We then would numerically solve this non-linear equation in order to get numerical values for the probability of identity.

A degree of freedom to consider is how to pair the original individuals. It would seem that choosing pairs to cover a wide range of distances is a good approach, but for our initial trials we just choose the pairs uniformly at random over the spatial region.

The following algorithm will provide a value $$\theta$$, approximately from the desired distribution given the observed data $$\pi( \theta | \eta)$$.

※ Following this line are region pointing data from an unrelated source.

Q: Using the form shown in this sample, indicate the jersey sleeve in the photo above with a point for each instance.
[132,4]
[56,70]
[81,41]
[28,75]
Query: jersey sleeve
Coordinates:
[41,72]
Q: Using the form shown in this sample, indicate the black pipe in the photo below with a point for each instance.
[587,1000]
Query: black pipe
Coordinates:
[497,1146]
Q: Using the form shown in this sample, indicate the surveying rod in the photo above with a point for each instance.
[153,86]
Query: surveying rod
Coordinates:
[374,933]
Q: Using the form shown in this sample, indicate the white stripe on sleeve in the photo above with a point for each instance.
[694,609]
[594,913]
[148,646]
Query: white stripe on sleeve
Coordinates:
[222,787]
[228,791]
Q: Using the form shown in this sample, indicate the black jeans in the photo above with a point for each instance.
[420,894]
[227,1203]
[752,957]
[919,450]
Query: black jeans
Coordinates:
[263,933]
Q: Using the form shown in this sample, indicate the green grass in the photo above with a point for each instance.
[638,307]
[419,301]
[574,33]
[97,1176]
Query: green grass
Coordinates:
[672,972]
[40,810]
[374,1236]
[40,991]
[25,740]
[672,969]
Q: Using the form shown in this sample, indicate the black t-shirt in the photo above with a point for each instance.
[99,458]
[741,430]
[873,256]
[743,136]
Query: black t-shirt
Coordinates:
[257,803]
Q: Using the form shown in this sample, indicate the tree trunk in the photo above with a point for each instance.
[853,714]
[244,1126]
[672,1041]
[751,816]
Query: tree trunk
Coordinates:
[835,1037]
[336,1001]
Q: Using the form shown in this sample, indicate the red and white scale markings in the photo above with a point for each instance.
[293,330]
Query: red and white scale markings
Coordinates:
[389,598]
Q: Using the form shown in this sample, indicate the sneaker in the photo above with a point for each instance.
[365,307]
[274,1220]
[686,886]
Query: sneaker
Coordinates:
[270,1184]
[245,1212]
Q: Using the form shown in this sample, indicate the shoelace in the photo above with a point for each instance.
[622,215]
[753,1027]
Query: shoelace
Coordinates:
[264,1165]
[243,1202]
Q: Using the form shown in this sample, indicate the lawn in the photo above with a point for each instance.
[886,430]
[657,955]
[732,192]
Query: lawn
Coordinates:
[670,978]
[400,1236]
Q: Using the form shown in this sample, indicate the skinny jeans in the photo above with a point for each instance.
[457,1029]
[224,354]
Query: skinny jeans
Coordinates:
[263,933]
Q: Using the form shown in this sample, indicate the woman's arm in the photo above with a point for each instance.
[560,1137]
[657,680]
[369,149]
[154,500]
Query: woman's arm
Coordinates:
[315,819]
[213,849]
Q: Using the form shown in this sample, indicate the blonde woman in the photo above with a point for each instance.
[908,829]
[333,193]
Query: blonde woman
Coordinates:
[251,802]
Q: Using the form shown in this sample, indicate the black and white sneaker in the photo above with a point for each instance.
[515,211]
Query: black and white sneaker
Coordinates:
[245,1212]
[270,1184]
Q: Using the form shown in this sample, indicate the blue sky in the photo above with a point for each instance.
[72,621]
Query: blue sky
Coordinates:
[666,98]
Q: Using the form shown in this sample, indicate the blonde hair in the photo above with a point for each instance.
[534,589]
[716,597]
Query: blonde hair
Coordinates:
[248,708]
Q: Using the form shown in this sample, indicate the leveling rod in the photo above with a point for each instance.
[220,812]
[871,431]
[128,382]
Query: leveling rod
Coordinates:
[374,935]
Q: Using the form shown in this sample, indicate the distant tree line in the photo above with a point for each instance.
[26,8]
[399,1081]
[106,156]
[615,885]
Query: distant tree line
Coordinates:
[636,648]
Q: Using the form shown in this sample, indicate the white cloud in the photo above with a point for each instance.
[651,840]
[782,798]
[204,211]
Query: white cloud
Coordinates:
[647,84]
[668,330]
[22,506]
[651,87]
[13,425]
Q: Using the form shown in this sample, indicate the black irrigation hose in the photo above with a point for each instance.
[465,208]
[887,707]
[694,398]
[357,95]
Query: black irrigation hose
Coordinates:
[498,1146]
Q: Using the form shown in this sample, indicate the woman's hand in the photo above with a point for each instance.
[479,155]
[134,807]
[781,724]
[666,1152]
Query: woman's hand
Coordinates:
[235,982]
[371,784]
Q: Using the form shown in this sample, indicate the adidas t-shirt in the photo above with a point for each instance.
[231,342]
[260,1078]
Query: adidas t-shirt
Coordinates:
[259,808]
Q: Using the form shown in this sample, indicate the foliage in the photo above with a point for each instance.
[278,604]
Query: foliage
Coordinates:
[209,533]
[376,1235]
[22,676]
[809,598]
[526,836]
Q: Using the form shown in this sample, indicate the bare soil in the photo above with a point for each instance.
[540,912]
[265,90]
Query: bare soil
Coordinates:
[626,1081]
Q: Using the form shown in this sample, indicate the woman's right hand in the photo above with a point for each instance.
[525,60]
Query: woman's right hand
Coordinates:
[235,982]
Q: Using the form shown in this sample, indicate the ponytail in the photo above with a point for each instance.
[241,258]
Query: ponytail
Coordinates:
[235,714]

## ABC Algorithm using Pairing Statistic

Require $$(\mathbf{d},\mathbf{m})=(d_i, m_i )_{ i = 1 }^{ n_0 }$$

1. Sample $$\theta \sim \pi( \theta )$$ (Uniform)
2. Draw vector of binary outcomes $$\mathbf{ m }^{ ( \theta ) } = ( m^{ ( \theta ) }_i )_{ i = 1 }^{ n_0 }$$ from $$\text{Ber}\psi_{ \theta } \left( \mathbf{d} \right)$$
3. Calculate the Hamming distance $$d_H( \mathbf{ m }, \mathbf{ m }^{ (\theta) } ):=$$# of entries $$\mathbf{ m }$$ and $$\mathbf{ m }^{ (\theta)}$$ differ
4. If $$d_H( \mathbf{ m }, \mathbf{ m }^{ (\theta) } )\leq \epsilon$$
Accept $$\theta$$
5. Else
Go to 1

## Inference Results

Using the previous algorithm, ABC was performed on a sample of size 10,000 of two different types, in a torus of side length $$L=10$$, assuming a mutation rate $$\theta=0.05$$ and using a uniform prior on the interval (0,0.1).

In addition, different values for $$\epsilon$$ were tested in order to have some idea of the sensitivity of the approximate likelihood to this variable. Similarly, different refinements for the mesh used in the numerical scheme were tested.

Below: Likelihood function using length interval h=2 for the mesh and $$\epsilon=47\%$$.

Below: Likelihood function using length interval h=2 for the mesh and $$\epsilon=48\%$$.Below: Likelihood function using length interval h=2 for the mesh and $$\epsilon=50\%$$.

Observe that the likelihood is actually "too" sensitive to the value of $$\epsilon$$. For $$\epsilon=47\%$$, most of values were rejected, for $$\epsilon=50\%$$ almost all values were accepted and for $$\epsilon=48\%$$ it seems to produce a feasible likelihood. In addition, the computing time is also quite dependent on this variable. For $$\epsilon=47\%$$, on average it took around 6.5 minutes for obtaining one accepted value, for $$\epsilon=48\%$$ around 1.1 minutes and for $$\epsilon=50\%$$ around 0.2 minutes.